The consensus narrative of 2010 has thus far been: Americans of every political persuasion are unimpressed with the first two years of Obama's administration. Progressives feel that the President has failed to deliver on the promises of his campaign. Conservatives are convinced that the country is on the bullet-train to Soviet hell. Moderates have, by all appearances, vanished from the political landscape. The consequence of the left's disillusionment and the right's white-hot ire (and it is very white) is that the Republicans will reclaim control of the House and, perhaps, the Senate.
Of course, as history suggests, this familiar tune may have a surprise coda. The past couple of weeks have produced more "October Surprises" than a pumpkin patch laden with landmines. NPR arguably served conservatives their own Shirley Sherrod when they fired Juan Williams. Alaska Tea Partier Joe Miller is quickly slipping off the ballot, either due to his security detail's brownshirt-style bullying or his apparent inability to grow a proper beard. Meanwhile, Gawker's muckraking exposé on Christine O'Donnell's hypocritical pecadillos has both infuriated the right and disgusted the left, with little time allowed to gauge which way the fallout will gust.
The true terror is that the American left is caught between Scylla - a Republican Congress that will attempt to roll back over a century of social progress - and Charybdis - armed revolt by reactionaries who confuse an electoral setback with tyranny. Beyond any American election in the modern era, right-wing violence has move beyond the rhetorical to the literal, including voter intimidation and physical assaults upon journalists and private citizens. Several Republican candidates have even advocated armed insurrection against the federal government if the election does not tilt in their favour. This more than anything should motivate moderates and progressives alike to pursue their primary legal protection against subjugation: to vote.

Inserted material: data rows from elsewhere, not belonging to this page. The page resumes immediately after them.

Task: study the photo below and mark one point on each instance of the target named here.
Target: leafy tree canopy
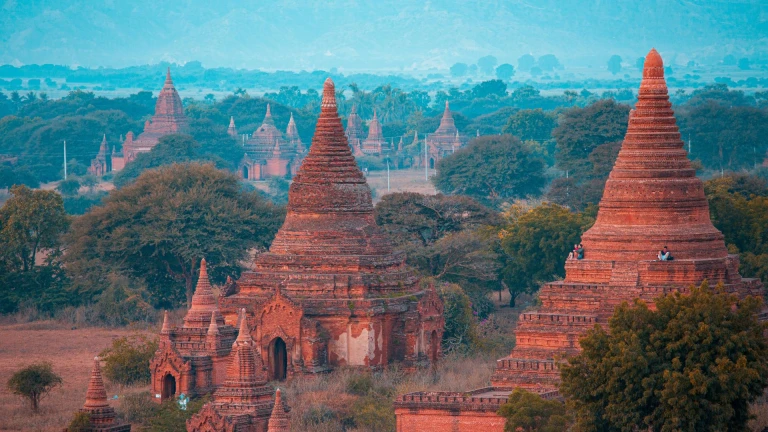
(158, 228)
(492, 169)
(694, 363)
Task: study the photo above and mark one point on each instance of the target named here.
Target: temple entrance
(278, 359)
(169, 387)
(433, 347)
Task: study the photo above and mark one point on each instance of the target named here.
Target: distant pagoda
(169, 119)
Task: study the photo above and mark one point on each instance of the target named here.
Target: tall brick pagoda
(354, 132)
(331, 290)
(243, 402)
(102, 416)
(102, 163)
(375, 144)
(270, 153)
(169, 119)
(444, 141)
(193, 357)
(652, 199)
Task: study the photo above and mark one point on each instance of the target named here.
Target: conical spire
(232, 129)
(203, 302)
(278, 421)
(96, 395)
(166, 324)
(329, 179)
(652, 197)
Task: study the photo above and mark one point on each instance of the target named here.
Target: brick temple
(102, 417)
(243, 402)
(332, 290)
(169, 119)
(269, 152)
(444, 141)
(652, 199)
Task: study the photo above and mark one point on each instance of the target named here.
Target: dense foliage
(492, 169)
(696, 362)
(158, 228)
(528, 412)
(34, 382)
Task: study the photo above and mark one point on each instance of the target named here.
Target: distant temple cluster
(652, 199)
(269, 152)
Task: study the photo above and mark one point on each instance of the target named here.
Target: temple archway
(169, 387)
(278, 359)
(434, 353)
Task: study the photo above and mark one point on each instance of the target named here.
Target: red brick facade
(169, 119)
(652, 199)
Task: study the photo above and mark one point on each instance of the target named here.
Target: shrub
(170, 418)
(127, 361)
(528, 412)
(138, 408)
(34, 382)
(80, 421)
(374, 413)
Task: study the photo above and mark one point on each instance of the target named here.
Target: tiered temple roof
(102, 416)
(445, 140)
(652, 199)
(243, 403)
(329, 240)
(375, 142)
(332, 290)
(169, 119)
(102, 163)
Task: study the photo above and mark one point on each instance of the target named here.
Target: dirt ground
(70, 351)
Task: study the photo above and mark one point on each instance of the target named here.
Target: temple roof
(96, 395)
(203, 302)
(652, 197)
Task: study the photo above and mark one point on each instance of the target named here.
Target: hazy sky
(374, 35)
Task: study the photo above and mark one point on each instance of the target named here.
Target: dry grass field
(70, 351)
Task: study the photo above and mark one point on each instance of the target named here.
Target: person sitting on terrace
(664, 255)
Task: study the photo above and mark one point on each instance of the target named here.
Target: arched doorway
(434, 352)
(278, 359)
(169, 387)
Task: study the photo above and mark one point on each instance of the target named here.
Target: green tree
(30, 221)
(536, 242)
(533, 124)
(159, 227)
(614, 64)
(505, 71)
(34, 382)
(694, 363)
(526, 62)
(529, 412)
(487, 64)
(491, 169)
(69, 187)
(127, 360)
(581, 130)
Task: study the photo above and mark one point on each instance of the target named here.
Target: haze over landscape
(384, 35)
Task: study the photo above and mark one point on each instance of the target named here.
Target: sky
(381, 35)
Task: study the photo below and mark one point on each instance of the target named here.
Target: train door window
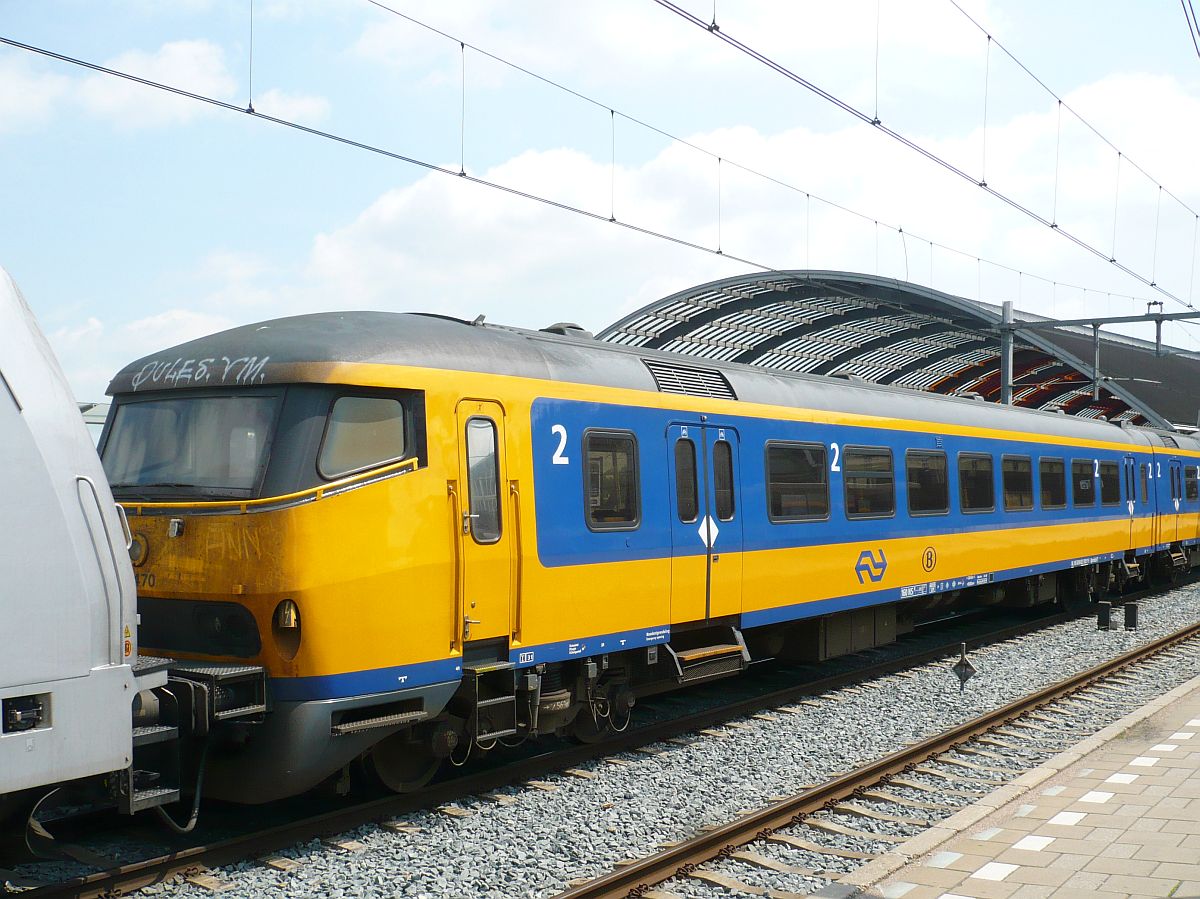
(797, 481)
(1018, 477)
(483, 480)
(1083, 481)
(723, 479)
(612, 483)
(687, 497)
(1110, 484)
(363, 431)
(1053, 474)
(977, 487)
(928, 491)
(870, 485)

Democracy is nothing if not imperfect, as it swaps more stratified forms of tyranny with that of the majority. The fundamental mistake the Democratic Party has made is to believe that they can control a two-party system by compromising with their opponents instead of winning their active support. Obviously, not everyone will be satisfied with a single party's platform, but the Republican's success stems from their talent at convincing people whose lives Republicans are actively destroying that the Grand Ol' Party represents their interests. So what is their secret?
Allow me to introduce you to Malcolm Tucker, Director of Communications in the BBC sitcom The Thick of It. As the Prime Minister's enforcer, Tucker is a parliamentary Svengali of such partisan drive and profane thuggery that he makes Rahm Emanuel look like Mr. Rogers. If there's anyone - fictional or otherwise - with the sang froid and killer instinct to produce a desired political effect, it's Tucker. So heed what he said during the British electoral campaign earlier this year:
Frankly, I think you're getting the wrong advice on the debates... Most people are not going to see these Bestivals of bore. After all, with the 478 debate rules in place they're going to have all the drama of three middle-aged guys fencing with limp dicks. The only ones watching are going to be the pointless bastards who already know what they think.Now, substitute a few proper nouns in the above paragraph - swap "the Thameslink" for "Pennsylvania Turnpike", "Thatcher" for "Nixon", and "the NHS" for "Social Security" - and the same is absolutely, unequivocally true for America. Electoral success stands on the shoulders of envious, ill-informed, bored morons who've scarcely been outside their own zip-code, who can't find the next county on a map, who can't distinguish between opinion and fact, and who prefer scapegoats to solutions.
We need to get to the people who only hear the rumours. Bottom feeders who get their views via the quotes from the models in the Daily Star. Van drivers who guard their vast ignorance with concealed Stanley knives. Businessmen who like to expose their self-aggrandising cynicism to schoolgirls on the Thameslink. These dumb motherfuckers are the battlefield. Shitheels. Dunderheads. People who when you talk to them it's like shouting through six pieces of double glazing. Potheads, cider drinkers, kids who don't know who Thatcher was and think the NHS grew on a big fucking NHS tree. Wankers. People who count to 11 using their 10 fingers and their head and still get it wrong. This is who we have to get to via the debates. So we are going to have to shout extremely fucking loud.
Stupid people aren't a political hazard to be mitigated. These dumb motherfuckers are the battlefield.
The brilliant sleight-of-hand that the Republicans have performed is that they've courted a fearful middle class & a devastated working class with snappy slogans, straw-man whipping boys, and provincial snobbery. It's not that the Democrats are short on examples of how Republicans fuck over every American making under a quarter-million per year, but that the Democrats refuse the political potential of angry voters. Ironically, it's the Democrats - not Republicans - who have ignored the real political effects of class resentment, and thus have ceded the power of America's underclass to the worst colporteurs of xenophobia, superstition, paranoia, and hysteria.
The Democratic Party failed to understand that it's better to have knee-jerking mobs shouting with you rather than against you, and they are shouting extremely fucking loud. If the Democrats lose this coming Tuesday, they'll only have themselves to blame for it.